For Mutual Ground, the Violence Against Women Act provides for $115,000 in federal grants each year.
At Elgin’s Community Crisis Center, the act and grants it creates bring in about $80,000 annually for services — mostly in the way of paying for salaries for legal aid and counseling programs, said Executive Director Gretchen Vapnar.
Throughout Illinois, the act funds $657,273 toward shelters via the Illinois Criminal Justice Information Authority.
And Brandon Jones, director of policy at the Illinois Coalition for Domestic Violence, said that amount does not include “some direct grantees, legal assistance organizations,” and more provided through the Violence Against Women Act.
The act expired nearly two years ago and has not yet been reapproved, even with versions passed by both the House and the Senate.
“We are fairly disappointed with what happened on the House floor,” Jones said.
House Majority leader Eric Cantor “has no interest in helping this bill move forward,” Jones said, due to parts of the Senate version that include provisions for Native American victims living on tribal lands and reservations. The provision allows tribal authorities to prosecute sexual assault and domestic violence on tribal lands, whether the perpetrator is a tribe member or not. Virginia, which Cantor represents, has no tribal lands, Jones said.

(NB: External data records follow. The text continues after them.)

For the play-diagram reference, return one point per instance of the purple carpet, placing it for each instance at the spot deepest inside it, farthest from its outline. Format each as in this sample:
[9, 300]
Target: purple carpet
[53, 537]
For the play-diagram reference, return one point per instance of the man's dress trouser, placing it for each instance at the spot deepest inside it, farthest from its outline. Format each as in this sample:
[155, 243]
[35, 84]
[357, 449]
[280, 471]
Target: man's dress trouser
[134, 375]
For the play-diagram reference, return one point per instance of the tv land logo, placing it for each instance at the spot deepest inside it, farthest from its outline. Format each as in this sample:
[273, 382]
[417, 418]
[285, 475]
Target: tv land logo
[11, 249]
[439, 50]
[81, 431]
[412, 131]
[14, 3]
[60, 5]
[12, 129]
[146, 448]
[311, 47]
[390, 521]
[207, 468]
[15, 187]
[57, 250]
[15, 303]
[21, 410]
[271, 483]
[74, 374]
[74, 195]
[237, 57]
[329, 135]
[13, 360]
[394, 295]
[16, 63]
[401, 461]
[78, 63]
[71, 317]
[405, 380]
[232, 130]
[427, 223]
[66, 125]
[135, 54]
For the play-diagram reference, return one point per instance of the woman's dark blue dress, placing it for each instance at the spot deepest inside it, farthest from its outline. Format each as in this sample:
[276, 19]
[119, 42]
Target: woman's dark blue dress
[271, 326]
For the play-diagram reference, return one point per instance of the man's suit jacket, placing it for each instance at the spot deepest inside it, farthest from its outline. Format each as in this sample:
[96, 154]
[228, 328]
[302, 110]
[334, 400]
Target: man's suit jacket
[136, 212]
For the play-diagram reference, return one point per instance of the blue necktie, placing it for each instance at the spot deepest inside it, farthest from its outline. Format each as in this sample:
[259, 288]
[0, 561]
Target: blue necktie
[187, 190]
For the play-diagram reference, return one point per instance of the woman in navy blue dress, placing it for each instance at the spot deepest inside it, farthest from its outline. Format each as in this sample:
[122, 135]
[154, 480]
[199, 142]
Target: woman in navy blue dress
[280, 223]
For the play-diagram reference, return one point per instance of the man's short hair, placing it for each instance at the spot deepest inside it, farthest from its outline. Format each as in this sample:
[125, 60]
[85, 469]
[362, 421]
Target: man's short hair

Kane County’s domestic and sexual assault intervention programs — and all programs funded by the act in Illinois — will retain that funding until at least March, Jones said. However, if the act is not reauthorized by then, many programs will feel the effects, he said.
The money Mutual Ground gets from VAWA includes $88,000 a year “for staff who work directly with victims of domestic violence and sexual assault,” said Director Michelle Meyer.
Another $30,000 in grants is used for transitional housing supports — helping battered women with rent costs for six months after leaving an abuser, Meyer said.
“We are looking at $115,000 we would be losing a year,” Meyer said. “That would impact the victims coming to get services and the kids that we are seeing in the schools ... to stop the intergenerational violence.”
Vapnar, at Elgin’s Community Crisis Center, said there is much misunderstanding of the Senate’s version of the act, which includes language for protecting undocumented immigrants and lesbian, gay, bisexual and transgender victims as well.
“The people we are trying to serve are victims, regardless of ethnicity and circumstances,” Vapnar said. “What we are trying to do is save lives.”
The House has passed a version of the reauthorization bill that strips out those additional categories, Jones said. The Senate version is preferred by the Illinois Coalition for Domestic Violence, he said.
There is hope that the reauthorization bill will be brought to a vote early in the 113th Congress, Jones said.
“We will have to work harder to help the House pass a bill,” Jones said.